Doch wie zuverlässig ist die KI am Ende? Dieser Frage ging nun ein Team des Dartmouth-Hitchcock Medical Center in den USA nach. Ins Zentrum der Studie geriet dabei ein heikles Phänomen: «Shortcut learning». Lernen in der Schnelldurchwahl. Das heisst: AI-Systeme können genaue Ergebnisse liefern – die aber potenziell überflüssig oder sogar falsch sind.

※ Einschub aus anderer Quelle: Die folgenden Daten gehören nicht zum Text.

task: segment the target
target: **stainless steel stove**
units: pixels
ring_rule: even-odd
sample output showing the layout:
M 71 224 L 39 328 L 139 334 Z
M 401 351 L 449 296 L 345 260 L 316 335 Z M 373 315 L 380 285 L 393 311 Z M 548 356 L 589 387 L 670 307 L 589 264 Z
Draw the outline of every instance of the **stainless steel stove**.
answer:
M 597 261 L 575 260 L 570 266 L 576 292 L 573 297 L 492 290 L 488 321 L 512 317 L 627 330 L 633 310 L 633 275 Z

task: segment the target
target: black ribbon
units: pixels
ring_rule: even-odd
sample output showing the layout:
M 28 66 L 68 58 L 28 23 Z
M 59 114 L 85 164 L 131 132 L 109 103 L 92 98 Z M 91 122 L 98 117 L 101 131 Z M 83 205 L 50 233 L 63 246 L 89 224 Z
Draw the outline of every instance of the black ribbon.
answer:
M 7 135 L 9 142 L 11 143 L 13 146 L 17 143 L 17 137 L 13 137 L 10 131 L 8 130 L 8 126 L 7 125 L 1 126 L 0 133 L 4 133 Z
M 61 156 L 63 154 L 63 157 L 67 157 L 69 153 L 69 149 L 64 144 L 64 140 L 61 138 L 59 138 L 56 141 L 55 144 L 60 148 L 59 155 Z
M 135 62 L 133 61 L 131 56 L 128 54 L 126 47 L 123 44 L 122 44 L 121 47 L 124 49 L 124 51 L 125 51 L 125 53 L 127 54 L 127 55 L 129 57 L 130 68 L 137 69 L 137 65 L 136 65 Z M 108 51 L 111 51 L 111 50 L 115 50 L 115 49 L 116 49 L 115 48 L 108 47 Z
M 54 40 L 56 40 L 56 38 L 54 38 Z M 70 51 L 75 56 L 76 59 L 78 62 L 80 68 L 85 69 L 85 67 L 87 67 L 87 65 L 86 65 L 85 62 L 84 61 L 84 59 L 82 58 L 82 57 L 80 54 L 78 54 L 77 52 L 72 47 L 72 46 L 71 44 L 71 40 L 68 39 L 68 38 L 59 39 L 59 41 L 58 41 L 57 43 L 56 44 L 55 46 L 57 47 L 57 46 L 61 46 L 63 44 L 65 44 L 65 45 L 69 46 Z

  • Hill, B.G., Koback, F.L. & Schilling, P.L. «The risk of shortcutting in deep learning algorithms for medical imaging research», in: «Scientific Reports» 14, 29224. November 2024.
  • doi.org/10.1038/s41598-024-79838-6
Mit einer Analyse von mehr als 25'000 Röntgenaufnahmen des Knies stellten die Forscher fest, dass die KI Feinheiten und Störfaktoren aufnahm – um daraus Merkmale «vorherzusagen», die gar keinen medizinischen Bezug hatten. Das System ging also dermassen ins Detail, dass es am Ende Korrelationen sichtete, wo keine sind, und sich daraus etwas zusammenbastelte.
So meinte die KI genau erkennen zu können, dass ein Knie-Patient eher gebratene Bohnen mag und Bier trinkt – oder nicht. Solche Vorhersagen haben keine klinische Grundlage. Aber in ihrer Detailgenauigkeit kombinierten die Algorithmen falsche Schlussfolgerungen.
«Das geht viel weiter als die Verzerrungen («bias»), die man wegen Details bei Herkunft oder Geschlecht macht», sagt Brandon Hill, ein Mitautor der Studie. Der Experte für Machine Learning fügt an: «Wir fanden heraus, dass der Algorithmus sogar dazu neigen kann, das Jahr zu behaupten, in dem eine Röntgenaufnahme gemacht wurde. Das ist bösartig: Wenn Sie ihn hindern, etwas Bestimmtes zu lernen, lernt er einfach etwas anderes, was er davor noch ignoriert hat. Das kann wirklich zu fragwürdigen Behauptungen führen. Man muss sich bewusst werden, wie leicht das bei dieser Technik geschieht.»
Nötig sind also strenge Bewertungsstandards – denn blindes Vertrauen in Algorithmen kann schwerwiegende Fehlinterpretationen nach sich ziehen. Die Forscher weisen darauf hin, dass KI nicht wie ein Mensch wahrnimmt oder konzeptualisiert.
Es sei «fast wie bei einer ausserirdischen Intelligenz», erklärt Hill: Sie löst Aufgaben nach ihren eigenen, für Menschen oft undurchschaubaren Regeln – was einen kritischen Ansatz bei ihrem Einsatz in der Medizin unabdingbar macht.